Chaque ponte regroupe 2 à 10 œufs déposés le plus souvent dans de petits terriers creusés dans un sol meuble.
L’éclosion survient après 9 à 11 semaines ; les jeunes individus issus d’œufs incubés à des températures relativement basses, autour de 28 °C, sont en moyenne plus grands et plus rapides. Des cas de couvées communes à plusieurs femelles ont également été observés, en cas de pénurie de nids présentant les conditions optimales pour la ponte.
Podarcis muralis est une espèce très territoriale : les adultes des deux sexes occupent leur territoire et le défendent, en particulier pendant la saison de reproduction.
Les jeunes et les adultes sans territoire propre vivent dans un état de mobilité permanente, dans des environnements sous-optimaux et en marge des populations résidentes.
La taille du territoire varie entre 6 et 50 m² ; elle est plus grande pour les mâles et est corrélée à leur taille corporelle : plus le mâle est grand, plus le territoire qu’il contrôle est grand et plus le nombre de femelles qui l’habitent est important.
Podarcis muralis présente un système de reproduction polygynandrique (du grec πολύς, polús = beaucoup ; γυνή, giné = femme ; ἀνήρ, anér = homme) dans lequel mâles et femelles s’accouplent avec plusieurs membres du sexe opposé.
Les mâles contrôlent une zone qui, typiquement, chevauche le territoire d’une ou plusieurs femelles, et la défendent agressivement contre l’intrusion d’autres mâles.
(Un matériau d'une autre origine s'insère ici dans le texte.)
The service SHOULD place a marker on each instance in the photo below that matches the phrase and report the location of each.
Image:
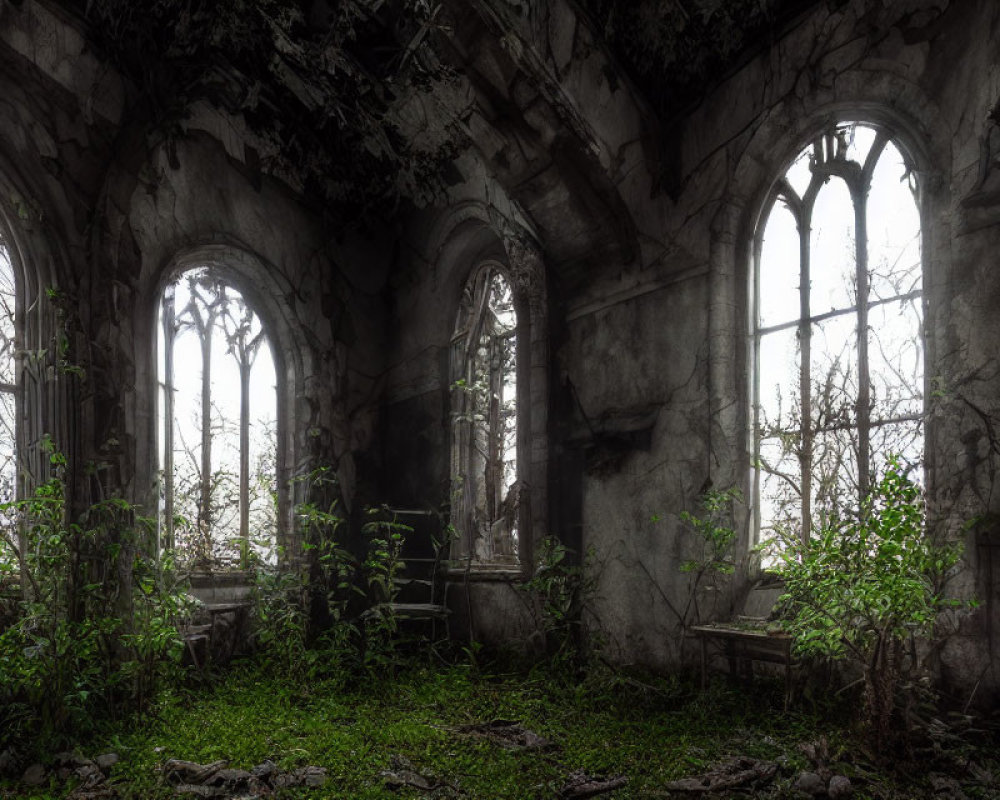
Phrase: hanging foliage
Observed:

Ils sont capables de percevoir, de décoder et d’utiliser les informations fournies par les sécrétions fémorales relatives à la taille et au statut social de leurs adversaires, et de moduler en conséquence l’intensité de leur veille et de leur agressivité.
Ils montrent la même agressivité pendant la parade nuptiale, lorsqu’ils tentent de bloquer la femelle en la mordant sur le côté tout en introduisant l’un des deux hémipénis.
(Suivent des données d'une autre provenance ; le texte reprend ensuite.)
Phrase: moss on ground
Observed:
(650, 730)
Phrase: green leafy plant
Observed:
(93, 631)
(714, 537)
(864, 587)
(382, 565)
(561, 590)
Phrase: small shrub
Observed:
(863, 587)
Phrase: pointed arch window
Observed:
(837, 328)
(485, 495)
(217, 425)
Sont toujours discutées les hypothèses d’une sélection sexuelle par les femelles sur la base de stimuli olfactifs produits par les glandes fémorales des mâles, de stimuli visuels en relation avec les différents morphes ventraux qui prévaudraient, ou encore de formes d’interaction entre ces deux stimuli.
Une autre hypothèse porterait sur le non-choix par les femelles, qui ne joueraient pas de rôle actif dans la recherche du mâle et seraient plutôt des “partenaires passives”.
Les observations de terrain suggèrent plutôt que le polymorphisme ventral des femelles est lié aux stratégies de reproduction : les femelles à ventre jaune pondraient beaucoup de petits œufs, et celles à ventre blanc opteraient pour des pontes plus petites aux œufs plus gros, toutes deux indépendamment de l’âge ; enfin, les femelles à ventre rouge adopteraient une stratégie de reproduction mixte en fonction de l’âge : œufs peu nombreux mais gros lorsqu’elles sont plus jeunes, puis œufs plus petits mais en plus grand nombre.
Podarcis muralis est évalué “LC, Least Concern” sur la liste rouge des espèces menacées de l’UICN. En effet, il n’est pas clairement menacé grâce à sa capacité à s’adapter à différents environnements, même dans des zones géographiques très éloignées de son aire de répartition naturelle, où il parvient à établir des populations stables.
Le fait que Podarcis muralis soit une espèce très envahissante est démontré par la propagation de cette espèce aux États-Unis d’Amérique : introduite volontairement dans l’Ohio, elle compte actuellement des populations bien établies en Californie, au Kansas, dans le New Jersey, dans l’État de New York et, peut-être, dans l’État du Missouri. Néanmoins, les altérations environnementales des habitats et l’augmentation des activités agricoles peuvent être des facteurs limitant la présence du Lézard des murailles dans certains endroits, en particulier dans les régions insulaires.
Synonymes
Seps muralis Laurenti, 1768 ; Lacertus terrestris Garsault, 1764 ; Lacerta maculata Daudin, 1802 ; Lacerta muralis Sonnini & Latreille, 1802 ; Lacerta fasciata Risso, 1826 ; Lacerta porphyria Dehne, 1856 ; Podarcis muralis Boulenger, 1920.